First published in Blackwood's Edinburgh Magazine of 1821, The Man in the Bell was printed in subsequent collections and well received; except by an author named Edgar Allan Poe in America. It's not that Poe was against describing sensations, which he did so well in The Pit and the Pendulum, and A Descent into the Maelstrom, etc., rather he made fun of the way the protagonists in these Blackwood articles logged their sensations, many while they were about to die as if that was normal.
 
Poe listed The Man in the Bell in How to Write a Blackwood Article of 1838 where he punned the magazine, Margaret Fuller (Psyche Zenobia), Waldo Emerson (Dr. Moneypenny) and tales of sensation. There is more background in Edgar Allan Poe Annotated and Illustrated Entire Stories and Poems

And then there was 'The Man in the Bell,' a paper by-the-by, Miss Zenobia, which I cannot sufficiently recommend to your attention. It is the history of a young man who goes to sleep under the clapper of a church bell, and is awakened for a tolling of a funeral. The sound drives him mad, and, accordingly, pulling out his tablets, he gives a record of his sensations. Sensations are the great things after all.
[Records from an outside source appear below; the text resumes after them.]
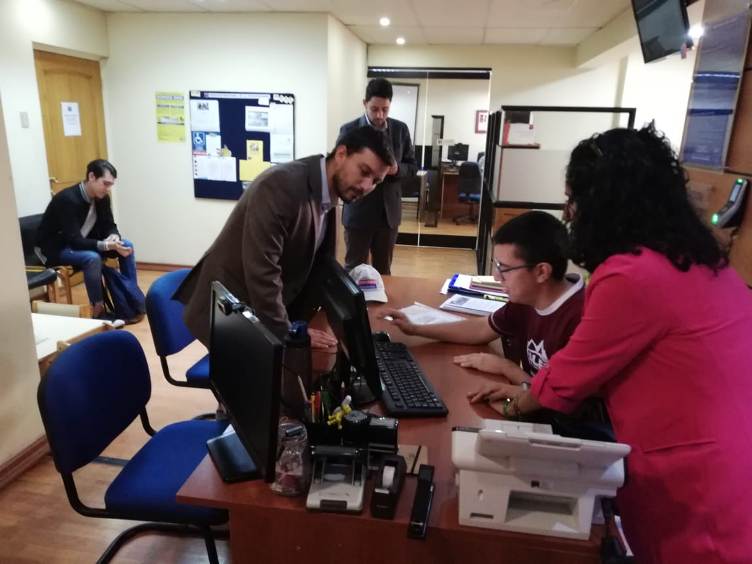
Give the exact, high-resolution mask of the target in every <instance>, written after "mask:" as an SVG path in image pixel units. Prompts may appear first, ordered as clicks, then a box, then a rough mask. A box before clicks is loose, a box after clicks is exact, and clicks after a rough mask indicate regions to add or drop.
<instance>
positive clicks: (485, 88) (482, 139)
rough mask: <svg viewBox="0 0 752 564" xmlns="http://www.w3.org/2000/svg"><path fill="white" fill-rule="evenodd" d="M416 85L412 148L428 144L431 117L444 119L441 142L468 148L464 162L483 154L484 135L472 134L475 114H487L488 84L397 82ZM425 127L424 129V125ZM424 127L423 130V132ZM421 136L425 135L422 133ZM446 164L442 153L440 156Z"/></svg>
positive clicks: (458, 82) (431, 81)
mask: <svg viewBox="0 0 752 564" xmlns="http://www.w3.org/2000/svg"><path fill="white" fill-rule="evenodd" d="M395 82H401V83H410V84H419V85H420V88H419V89H418V119H417V127H416V128H415V130H416V134H415V136H416V139H413V143H415V144H416V145H430V144H431V116H432V115H439V116H444V138H445V139H453V140H454V142H455V143H465V144H468V145H470V149H469V151H468V158H469V160H471V161H475V160H476V159H477V157H478V152H480V151H485V150H486V134H485V133H475V112H476V111H477V110H488V96H489V86H490V84H489V81H488V80H460V79H456V80H454V79H434V78H432V79H421V80H413V79H399V80H395ZM426 124H427V125H426ZM424 125H425V129H424ZM424 132H425V133H424ZM443 156H444V160H446V158H447V157H446V150H444V153H443Z"/></svg>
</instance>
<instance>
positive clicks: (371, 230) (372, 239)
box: [345, 226, 397, 275]
mask: <svg viewBox="0 0 752 564" xmlns="http://www.w3.org/2000/svg"><path fill="white" fill-rule="evenodd" d="M396 242H397V228H395V229H392V228H390V227H388V226H383V227H372V228H366V229H360V228H358V229H353V228H349V227H345V246H346V247H347V249H346V250H345V270H347V271H348V272H349V271H350V270H352V269H353V268H355V267H356V266H358V265H359V264H363V263H367V262H368V253H369V251H370V253H371V264H372V265H373V267H374V268H375V269H376V270H378V271H379V273H380V274H382V275H386V274H391V273H392V270H391V268H392V255H393V254H394V244H395V243H396Z"/></svg>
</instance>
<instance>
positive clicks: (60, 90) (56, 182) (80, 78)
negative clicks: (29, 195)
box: [34, 50, 107, 193]
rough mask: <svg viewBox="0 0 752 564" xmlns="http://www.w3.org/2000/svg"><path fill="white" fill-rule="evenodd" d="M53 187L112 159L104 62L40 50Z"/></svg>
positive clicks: (39, 84)
mask: <svg viewBox="0 0 752 564" xmlns="http://www.w3.org/2000/svg"><path fill="white" fill-rule="evenodd" d="M34 64H35V66H36V72H37V84H38V85H39V99H40V102H41V105H42V121H43V123H44V141H45V146H46V149H47V167H48V169H49V173H50V189H51V191H52V192H53V193H56V192H58V191H59V190H61V189H63V188H67V187H68V186H71V185H73V184H75V183H76V182H79V181H81V180H82V179H83V178H84V176H85V173H86V165H87V164H88V163H89V162H90V161H92V160H94V159H106V158H107V146H106V142H105V129H104V109H103V104H102V80H101V78H100V74H99V62H98V61H91V60H88V59H79V58H76V57H68V56H65V55H58V54H55V53H48V52H45V51H36V50H35V51H34Z"/></svg>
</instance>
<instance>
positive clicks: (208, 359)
mask: <svg viewBox="0 0 752 564" xmlns="http://www.w3.org/2000/svg"><path fill="white" fill-rule="evenodd" d="M189 272H190V270H189V269H187V268H183V269H180V270H175V271H173V272H168V273H167V274H164V275H163V276H160V277H159V278H158V279H157V280H155V281H154V283H153V284H152V285H151V287H150V288H149V291H148V292H147V293H146V316H147V317H148V318H149V326H150V327H151V336H152V338H153V339H154V348H155V349H156V350H157V354H158V355H159V361H160V363H161V364H162V372H163V373H164V376H165V378H166V379H167V381H168V382H169V383H170V384H174V385H175V386H186V387H189V388H209V387H210V386H209V355H208V354H207V355H205V356H204V357H203V358H202V359H201V360H199V361H198V362H197V363H196V364H194V365H193V366H191V367H190V368H189V369H188V371H187V372H186V374H185V380H176V379H175V378H173V377H172V375H171V374H170V367H169V366H168V364H167V357H168V356H171V355H173V354H176V353H179V352H180V351H182V350H183V349H184V348H185V347H187V346H188V345H190V344H191V343H192V342H193V341H195V340H196V337H194V336H193V335H192V334H191V332H190V331H189V330H188V327H186V326H185V323H184V322H183V304H182V303H181V302H179V301H178V300H173V299H172V296H173V294H174V293H175V291H176V290H177V289H178V287H179V286H180V284H182V283H183V280H185V277H186V276H188V273H189ZM206 299H207V300H208V299H209V296H208V294H207V297H206Z"/></svg>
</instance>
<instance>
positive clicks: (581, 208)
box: [566, 123, 728, 272]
Should you ever be drowned or hung, be sure and make a note of your sensations . . ..

I agree with Poe, but point out that parallels can be drawn between the descriptions of the passing of the bell in this story and the pendulum in Poe's story of 1843 that was printed 22 years after Maginn's. The Man in the Bell, however, pales in comparison to nearly every Poe horror short story. This is not because William Maginn was a bad horror short story writer, it was because Poe was so good. Consider this delectable passage:

The roaring of the bell confused my intellect, and my fancy soon began to teem with all sorts of strange and terrifying ideas. The bell pealing above, and opening its jaws with a hideous clamour, seemed to me at one time a ravening monster, raging to devour me; at another, a whirlpool ready to suck me into its bellowing abyss. As I gazed on it, it assumed all shapes; it was a flying eagle, or rather a roc of the Arabian story-tellers, clapping its wings and screaming over me. As I looked upward into it, it would appear sometimes to lengthen into indefinite extent, or to be twisted at the end into the spiral folds of the tail of a flying-dragon. Nor was the flaming breath or fiery glance of that fabled animal wanting to complete the picture. My eyes, inflamed, bloodshot, and glaring, invested the supposed monster with a full proportion of unholy light.

Unfortunately William Maginn did not write more horror tales and this is the only story of his that makes the countdown of the Top 40 horror short stories from 1800-1849.